Re:User space part of Solaris gives Un*x a bad nam

[MaoTse]

I've generally had mixed results with autoconf and especially libtool. They are widely abused, often ignoring my environment variables and sometimes even writing broken makefiles. They are complex enough that debugging them is a nightmare. There has been more than one occasion that I wished for a simple file with a simple list of dependencies that I can simply say "lib XYZ is here, dammit."

Well, my experience is diffrent. Sendmail m4 build system experiance counts ;-). AFAIK Sun still recomnds hand editing of the cf file ;-))).
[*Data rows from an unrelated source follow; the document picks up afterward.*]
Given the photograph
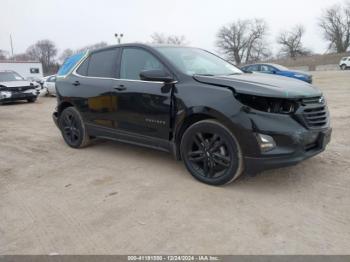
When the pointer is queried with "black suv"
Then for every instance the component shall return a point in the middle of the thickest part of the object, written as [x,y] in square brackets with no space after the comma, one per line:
[187,101]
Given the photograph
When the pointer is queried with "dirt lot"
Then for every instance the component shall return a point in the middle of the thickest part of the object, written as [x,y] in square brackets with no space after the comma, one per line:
[112,198]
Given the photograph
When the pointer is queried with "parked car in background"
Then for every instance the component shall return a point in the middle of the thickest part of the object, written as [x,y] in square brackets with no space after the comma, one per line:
[50,85]
[29,70]
[14,87]
[344,63]
[193,104]
[278,70]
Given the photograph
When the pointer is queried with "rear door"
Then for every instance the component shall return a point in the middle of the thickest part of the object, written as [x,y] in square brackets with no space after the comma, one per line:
[141,107]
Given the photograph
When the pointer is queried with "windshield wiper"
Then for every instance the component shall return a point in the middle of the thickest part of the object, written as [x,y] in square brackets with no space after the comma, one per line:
[204,75]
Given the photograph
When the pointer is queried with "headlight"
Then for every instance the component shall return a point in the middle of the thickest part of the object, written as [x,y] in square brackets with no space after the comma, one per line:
[266,104]
[5,94]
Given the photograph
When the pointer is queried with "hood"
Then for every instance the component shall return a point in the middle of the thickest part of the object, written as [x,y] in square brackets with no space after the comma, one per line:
[10,84]
[297,72]
[263,85]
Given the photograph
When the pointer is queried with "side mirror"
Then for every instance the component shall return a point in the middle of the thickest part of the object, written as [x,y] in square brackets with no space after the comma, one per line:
[156,76]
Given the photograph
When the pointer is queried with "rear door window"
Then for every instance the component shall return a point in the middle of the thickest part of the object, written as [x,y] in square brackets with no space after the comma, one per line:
[253,68]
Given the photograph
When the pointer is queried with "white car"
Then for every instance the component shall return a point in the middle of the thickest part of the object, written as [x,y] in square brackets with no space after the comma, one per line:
[50,85]
[344,63]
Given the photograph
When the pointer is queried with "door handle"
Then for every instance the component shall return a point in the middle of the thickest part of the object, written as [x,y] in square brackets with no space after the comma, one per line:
[120,88]
[76,83]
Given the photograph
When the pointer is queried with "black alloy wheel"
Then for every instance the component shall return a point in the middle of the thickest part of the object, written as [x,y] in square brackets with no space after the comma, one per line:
[72,128]
[211,153]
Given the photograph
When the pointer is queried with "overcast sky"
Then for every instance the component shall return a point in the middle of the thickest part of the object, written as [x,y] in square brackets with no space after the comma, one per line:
[74,24]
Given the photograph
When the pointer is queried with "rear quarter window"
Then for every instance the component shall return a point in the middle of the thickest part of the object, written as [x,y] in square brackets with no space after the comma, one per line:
[103,63]
[70,63]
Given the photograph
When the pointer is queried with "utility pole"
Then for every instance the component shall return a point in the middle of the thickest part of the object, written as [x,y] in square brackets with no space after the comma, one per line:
[119,37]
[11,45]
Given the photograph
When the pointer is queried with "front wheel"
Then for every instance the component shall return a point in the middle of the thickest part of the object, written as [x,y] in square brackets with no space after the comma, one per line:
[211,153]
[73,128]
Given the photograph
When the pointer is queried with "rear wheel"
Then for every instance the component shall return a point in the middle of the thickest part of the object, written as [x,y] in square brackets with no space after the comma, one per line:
[31,100]
[211,153]
[73,128]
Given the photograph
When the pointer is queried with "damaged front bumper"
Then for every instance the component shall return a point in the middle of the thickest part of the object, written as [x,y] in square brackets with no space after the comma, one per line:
[8,96]
[291,141]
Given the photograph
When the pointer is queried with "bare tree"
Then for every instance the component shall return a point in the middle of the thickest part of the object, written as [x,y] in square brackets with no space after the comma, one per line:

Eterm? I generally have few problems with Sun's vi, and those problems are almost always related to terminal type issues over telnet to/from Linux. Terminal types are a UNIX problem, not just a Solaris and Linux problem.

C'mon, solaris terminfo is just broken. That's a reason for lots of problems. vi is unusable if you're on not on serial.

Additional SUNW packages typically get installed under /opt. They generally won't conflict with operating system patches that go under /kernel and /usr.

Not true. SUNW packages rarely install in /opt. But it's not the point. What I meant is you can't really get them patched unless you manually go thru all your patches and uninstall them (if you can ;-) and install once again.
Cheers,

Re:User space part of Solaris gives Un*x a bad nam

[IvyKing]

Don't forget packet filtering. Solaris has no native firewall

Ummm - I think it is called "Sunscreen" or something to that effect. IIRC, it allows you the option of passing traffic to firewalled hosts without address translation.

If you just want to protect the host, then you can define secuirity associations for each port - including requiring IPSEC connections. Solaris has had native IPSEC support for several years (albeit with rather sucky documentation).